On 08/01/2018 06:22 AM, Luigi Toscano wrote:
> On Wednesday, 1 August 2018 12:49:13 CEST Andrey Kurilin wrote:
>> Hey Ian and stackers!
>>
>> ср, 1 авг. 2018 г. в 8:45, Ian Wienand <iwienand at redhat.com>:
>>> Hello,
>>>
>>> It seems freenode is currently receiving a lot of unsolicited traffic
>>> across all channels.  The freenode team are aware [1] and doing their
>>> best.
>>>
>>> There are not really a lot of options.  We can set "+r" on channels
>>> which means only nickserv registered users can join channels.  We have
>>> traditionally avoided this, because it is yet one more barrier to
>>> communication when many are already unfamiliar with IRC access.
>>> However, having channels filled with irrelevant messages is also not
>>> very accessible.
>>>
>>> This is temporarily enabled in #openstack-infra for the time being, so
>>> we can co-ordinate without interruption.
>>>
>>> Thankfully AFAIK we have not needed an abuse policy on this before;
>>> but I guess we are the point we need some sort of coordinated
>>> response.
>>>
>>> I'd suggest to start, people with an interest in a channel can request
>>> +r from an IRC admin in #openstack-infra and we track it at [2] >>>
>>> Longer term ... suggestions welcome? :)
>>
>> Move to Slack? We can provide auto-sending to emails invitations for
>> joining by clicking the button on some page at openstack.org. It will not
>> add more berrier for new contributors and, at the same time, this way will
>> give some base filtering by emails at least.

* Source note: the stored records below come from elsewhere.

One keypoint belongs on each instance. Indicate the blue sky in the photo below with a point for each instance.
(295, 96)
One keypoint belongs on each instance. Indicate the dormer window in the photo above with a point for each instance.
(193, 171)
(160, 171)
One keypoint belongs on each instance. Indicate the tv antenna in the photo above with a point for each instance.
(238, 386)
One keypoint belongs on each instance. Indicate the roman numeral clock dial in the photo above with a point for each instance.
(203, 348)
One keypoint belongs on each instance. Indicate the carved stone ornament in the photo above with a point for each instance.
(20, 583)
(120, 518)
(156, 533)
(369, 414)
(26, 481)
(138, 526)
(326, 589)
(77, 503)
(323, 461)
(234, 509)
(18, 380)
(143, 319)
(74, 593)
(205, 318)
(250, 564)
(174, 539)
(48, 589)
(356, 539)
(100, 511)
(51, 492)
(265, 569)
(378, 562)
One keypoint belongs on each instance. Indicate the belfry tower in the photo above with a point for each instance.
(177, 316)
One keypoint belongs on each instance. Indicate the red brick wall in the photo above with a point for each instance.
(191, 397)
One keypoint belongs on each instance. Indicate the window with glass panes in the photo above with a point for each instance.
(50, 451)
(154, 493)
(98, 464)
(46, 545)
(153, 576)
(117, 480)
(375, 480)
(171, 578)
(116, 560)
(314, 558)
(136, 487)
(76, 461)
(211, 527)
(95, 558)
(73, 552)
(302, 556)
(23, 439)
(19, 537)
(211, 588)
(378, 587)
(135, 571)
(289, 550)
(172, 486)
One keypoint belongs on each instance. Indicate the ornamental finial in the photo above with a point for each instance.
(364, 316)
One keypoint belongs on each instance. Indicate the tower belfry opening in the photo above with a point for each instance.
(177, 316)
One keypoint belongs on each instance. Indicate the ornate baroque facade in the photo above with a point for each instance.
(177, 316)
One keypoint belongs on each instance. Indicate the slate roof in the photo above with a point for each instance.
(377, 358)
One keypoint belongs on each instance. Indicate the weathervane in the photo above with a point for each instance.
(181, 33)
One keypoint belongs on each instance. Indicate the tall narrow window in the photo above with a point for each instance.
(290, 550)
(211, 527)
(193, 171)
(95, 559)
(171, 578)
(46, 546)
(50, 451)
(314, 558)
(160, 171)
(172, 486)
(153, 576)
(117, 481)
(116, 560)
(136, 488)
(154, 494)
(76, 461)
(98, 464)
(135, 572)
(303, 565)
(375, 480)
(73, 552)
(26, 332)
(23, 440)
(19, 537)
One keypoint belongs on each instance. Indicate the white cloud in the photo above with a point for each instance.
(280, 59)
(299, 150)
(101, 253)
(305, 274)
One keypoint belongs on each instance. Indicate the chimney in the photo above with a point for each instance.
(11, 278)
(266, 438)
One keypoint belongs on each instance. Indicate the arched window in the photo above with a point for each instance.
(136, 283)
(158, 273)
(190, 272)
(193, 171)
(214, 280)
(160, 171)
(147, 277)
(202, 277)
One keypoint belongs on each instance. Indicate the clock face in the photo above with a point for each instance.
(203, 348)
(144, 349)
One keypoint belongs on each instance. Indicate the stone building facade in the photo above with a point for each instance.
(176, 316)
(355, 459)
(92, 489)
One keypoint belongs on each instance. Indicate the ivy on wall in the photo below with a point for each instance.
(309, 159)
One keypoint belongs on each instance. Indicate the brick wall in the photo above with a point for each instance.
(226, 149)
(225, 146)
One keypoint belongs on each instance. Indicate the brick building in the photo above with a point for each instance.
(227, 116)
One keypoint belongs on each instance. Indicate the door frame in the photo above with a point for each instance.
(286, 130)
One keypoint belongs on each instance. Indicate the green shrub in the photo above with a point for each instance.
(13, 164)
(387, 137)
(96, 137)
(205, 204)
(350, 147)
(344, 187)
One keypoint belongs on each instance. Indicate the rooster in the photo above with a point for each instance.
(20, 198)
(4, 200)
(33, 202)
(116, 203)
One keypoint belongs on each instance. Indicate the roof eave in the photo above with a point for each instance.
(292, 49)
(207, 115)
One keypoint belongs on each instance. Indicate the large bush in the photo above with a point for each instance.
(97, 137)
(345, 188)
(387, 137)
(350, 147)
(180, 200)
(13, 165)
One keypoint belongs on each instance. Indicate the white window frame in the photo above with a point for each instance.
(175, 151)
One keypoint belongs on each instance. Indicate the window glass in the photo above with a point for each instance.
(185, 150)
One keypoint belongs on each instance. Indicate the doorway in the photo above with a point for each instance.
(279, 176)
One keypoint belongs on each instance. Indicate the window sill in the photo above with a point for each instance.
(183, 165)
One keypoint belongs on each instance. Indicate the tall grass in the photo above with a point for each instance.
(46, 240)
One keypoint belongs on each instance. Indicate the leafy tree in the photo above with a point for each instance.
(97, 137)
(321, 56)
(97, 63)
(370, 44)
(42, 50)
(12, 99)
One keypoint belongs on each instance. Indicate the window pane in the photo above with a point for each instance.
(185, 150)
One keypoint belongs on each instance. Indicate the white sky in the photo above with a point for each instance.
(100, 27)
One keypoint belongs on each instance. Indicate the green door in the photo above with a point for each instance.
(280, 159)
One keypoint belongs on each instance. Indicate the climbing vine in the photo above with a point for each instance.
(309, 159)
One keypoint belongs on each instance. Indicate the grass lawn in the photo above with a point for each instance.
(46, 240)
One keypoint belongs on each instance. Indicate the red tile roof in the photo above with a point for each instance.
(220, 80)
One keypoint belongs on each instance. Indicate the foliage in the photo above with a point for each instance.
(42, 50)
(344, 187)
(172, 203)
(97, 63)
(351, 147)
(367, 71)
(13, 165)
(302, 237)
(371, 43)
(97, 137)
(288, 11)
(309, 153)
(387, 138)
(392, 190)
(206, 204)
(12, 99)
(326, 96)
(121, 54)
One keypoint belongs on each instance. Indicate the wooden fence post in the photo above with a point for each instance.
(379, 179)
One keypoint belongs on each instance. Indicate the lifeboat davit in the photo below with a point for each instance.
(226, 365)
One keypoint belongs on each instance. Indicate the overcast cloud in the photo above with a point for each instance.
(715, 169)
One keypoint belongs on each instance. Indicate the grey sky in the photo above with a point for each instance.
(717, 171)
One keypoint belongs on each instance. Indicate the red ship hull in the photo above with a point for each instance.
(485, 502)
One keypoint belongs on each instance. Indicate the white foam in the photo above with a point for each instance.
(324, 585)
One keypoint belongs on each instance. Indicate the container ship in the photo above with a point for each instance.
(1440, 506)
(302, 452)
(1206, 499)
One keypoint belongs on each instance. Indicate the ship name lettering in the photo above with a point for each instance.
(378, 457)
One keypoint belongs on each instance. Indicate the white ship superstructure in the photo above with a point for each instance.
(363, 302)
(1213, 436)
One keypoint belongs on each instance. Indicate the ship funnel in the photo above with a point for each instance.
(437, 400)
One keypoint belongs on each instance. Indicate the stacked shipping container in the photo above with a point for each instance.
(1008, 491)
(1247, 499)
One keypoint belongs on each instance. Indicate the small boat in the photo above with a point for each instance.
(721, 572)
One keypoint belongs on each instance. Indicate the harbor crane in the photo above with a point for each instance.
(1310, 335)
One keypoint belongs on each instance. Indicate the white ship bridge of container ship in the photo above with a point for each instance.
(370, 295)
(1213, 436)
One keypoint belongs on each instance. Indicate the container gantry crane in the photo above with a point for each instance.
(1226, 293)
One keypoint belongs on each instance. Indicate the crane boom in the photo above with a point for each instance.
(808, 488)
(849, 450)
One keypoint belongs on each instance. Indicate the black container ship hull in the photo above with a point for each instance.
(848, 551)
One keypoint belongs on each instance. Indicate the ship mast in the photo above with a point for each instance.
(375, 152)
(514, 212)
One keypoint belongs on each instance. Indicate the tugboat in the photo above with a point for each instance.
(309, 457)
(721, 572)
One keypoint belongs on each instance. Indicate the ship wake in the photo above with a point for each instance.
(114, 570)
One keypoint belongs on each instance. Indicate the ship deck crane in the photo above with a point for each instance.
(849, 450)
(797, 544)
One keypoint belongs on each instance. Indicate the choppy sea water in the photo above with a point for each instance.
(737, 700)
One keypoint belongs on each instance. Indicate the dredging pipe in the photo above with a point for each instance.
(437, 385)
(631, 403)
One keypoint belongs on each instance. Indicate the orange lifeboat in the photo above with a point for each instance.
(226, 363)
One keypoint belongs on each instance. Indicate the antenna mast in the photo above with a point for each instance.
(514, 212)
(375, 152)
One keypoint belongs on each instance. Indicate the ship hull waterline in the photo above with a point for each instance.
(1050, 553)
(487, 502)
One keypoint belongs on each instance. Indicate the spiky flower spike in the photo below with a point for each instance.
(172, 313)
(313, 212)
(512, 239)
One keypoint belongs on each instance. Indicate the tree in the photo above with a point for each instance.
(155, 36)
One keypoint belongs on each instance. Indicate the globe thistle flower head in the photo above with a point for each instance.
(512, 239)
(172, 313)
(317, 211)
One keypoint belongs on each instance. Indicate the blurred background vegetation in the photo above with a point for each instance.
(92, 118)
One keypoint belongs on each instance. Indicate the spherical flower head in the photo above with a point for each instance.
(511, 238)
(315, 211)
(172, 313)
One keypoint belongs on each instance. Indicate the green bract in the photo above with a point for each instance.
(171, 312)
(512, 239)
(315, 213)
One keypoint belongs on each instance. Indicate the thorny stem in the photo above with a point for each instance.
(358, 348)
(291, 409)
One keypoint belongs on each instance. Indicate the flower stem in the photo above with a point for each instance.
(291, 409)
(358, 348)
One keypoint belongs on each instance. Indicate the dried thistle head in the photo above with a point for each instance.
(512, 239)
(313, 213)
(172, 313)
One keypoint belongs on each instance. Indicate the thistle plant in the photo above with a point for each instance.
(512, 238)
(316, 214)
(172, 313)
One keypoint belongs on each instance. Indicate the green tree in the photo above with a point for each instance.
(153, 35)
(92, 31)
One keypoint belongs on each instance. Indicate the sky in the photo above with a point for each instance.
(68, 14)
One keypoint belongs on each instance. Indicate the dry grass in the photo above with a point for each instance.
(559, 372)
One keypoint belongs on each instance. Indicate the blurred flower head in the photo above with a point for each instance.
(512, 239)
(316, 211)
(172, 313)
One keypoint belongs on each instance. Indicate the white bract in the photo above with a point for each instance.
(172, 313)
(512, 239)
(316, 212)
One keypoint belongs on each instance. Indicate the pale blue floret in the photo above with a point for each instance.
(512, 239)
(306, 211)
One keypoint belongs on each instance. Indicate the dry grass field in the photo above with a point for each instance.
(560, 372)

slack is pretty unworkable for many reasons. The biggest of them is that 
it is not Open Source and we don't require OpenStack developers to use 
proprietary software to work on OpenStack.

The quality of slack that makes it effective at fighting spam is also 
the quality that makes it toxic as a community platform - the need for 
an invitation and being structured as silos.

Even if we were to decide to abandon our Open Source principles and 
leave behind those in our contributor base who believe that Free 
Software Needs Free Tools [1] - moving to slack would be a GIANT 
undertaking. As such, it would not be a very effective way to deal with 
this current spam storm.

> No, please no. If we need to move to another service, better go to a FLOSS
> one, like Matrix.org, or others.

We had some discussion in Vancouver about investigating the use of 
Matrix. We are a VERY large community, so we need to do scale and 
viability testing before it's even a worthy topic to raise with the TC 
and the community for consideration. If we did, we'd aim to run our own 
home server.

However, it's worth noting that matrix is not immune to spam. As an open 
federated protocol, it's a target as well. Running our own home server 
might give us some additional tools - but it might not, and we might be 
in the same scenario except now we're running another service and we had 
the pain of moving.

All that to say though, matrix seems like the best potential option 
available that meets the largest number of desires from our user base. 
Once we've checked it out for viability it might be worth discussing.

As above, any effort there is a pretty giant one that will require a 
large amount of planning, a pretty sizeable amount of technical 
preparation and would be disruptive at the least, I don't think that'll 
help us with the current spam storm though.